Due to silicon having a sp3 hybridization configuration in nature, most monolayer 2D silicon allotropes have to be proposed based on the dumbbell‐like units to ensure their structural stability. Herein, hydrogenated monolayer 2D silicon allotropes are predicted, and the sp3 configuration of structures is guaranteed by covering the surface with hydrogen. Compared with the corresponding hydrogen‐free structures and the hydrogen‐free structures on Ag(111) substrate, these predicted structures have lower formation energies, indicating that these monolayer 2D silicon allotropes can be obtained by hydrogenation reactions. These predicted structures are all dynamically stable and structures SCH, HPH, and HDH are thermodynamically stable.
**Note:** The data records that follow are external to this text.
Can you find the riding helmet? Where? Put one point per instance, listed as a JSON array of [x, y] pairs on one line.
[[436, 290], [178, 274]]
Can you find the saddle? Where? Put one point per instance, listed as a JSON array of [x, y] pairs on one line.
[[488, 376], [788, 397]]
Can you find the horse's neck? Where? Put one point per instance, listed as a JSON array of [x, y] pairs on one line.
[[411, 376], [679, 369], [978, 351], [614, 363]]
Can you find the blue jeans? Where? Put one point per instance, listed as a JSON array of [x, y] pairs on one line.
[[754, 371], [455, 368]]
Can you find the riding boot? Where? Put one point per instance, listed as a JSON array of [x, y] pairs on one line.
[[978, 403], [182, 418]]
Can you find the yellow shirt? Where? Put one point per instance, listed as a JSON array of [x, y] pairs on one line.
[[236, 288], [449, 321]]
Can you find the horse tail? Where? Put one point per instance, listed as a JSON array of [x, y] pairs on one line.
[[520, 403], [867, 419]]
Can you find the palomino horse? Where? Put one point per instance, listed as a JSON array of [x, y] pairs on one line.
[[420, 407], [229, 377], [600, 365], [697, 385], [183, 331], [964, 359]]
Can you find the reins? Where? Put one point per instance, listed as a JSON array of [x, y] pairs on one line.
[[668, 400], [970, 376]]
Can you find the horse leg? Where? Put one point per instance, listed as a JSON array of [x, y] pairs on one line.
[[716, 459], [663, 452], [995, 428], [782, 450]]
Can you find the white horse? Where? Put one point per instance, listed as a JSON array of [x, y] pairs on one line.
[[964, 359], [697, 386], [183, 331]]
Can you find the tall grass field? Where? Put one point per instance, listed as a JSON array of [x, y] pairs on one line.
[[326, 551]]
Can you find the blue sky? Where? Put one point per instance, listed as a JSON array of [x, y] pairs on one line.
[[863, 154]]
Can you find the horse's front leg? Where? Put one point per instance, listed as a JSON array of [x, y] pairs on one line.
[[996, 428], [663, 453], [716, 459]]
The structure SLH is the transition‐state structure of structure SCH and structures OTQTH and HHKH are metastable structures. The stable and metastable structures are all semiconductors and can be applied to semiconductor devices. All of these monolayer 2D silicon allotropes have high gravimetric hydrogen contents and may have applications for chemical hydrogen storage or water‐enabled H2 production. It is believed that the results of this work have a good reference value for the experimental synthesis of hydrogenated monolayer 2D silicon allotropes, and have reference significance for understanding the diversity and electronic properties of hydrogenated monolayer 2D silicon allotropes.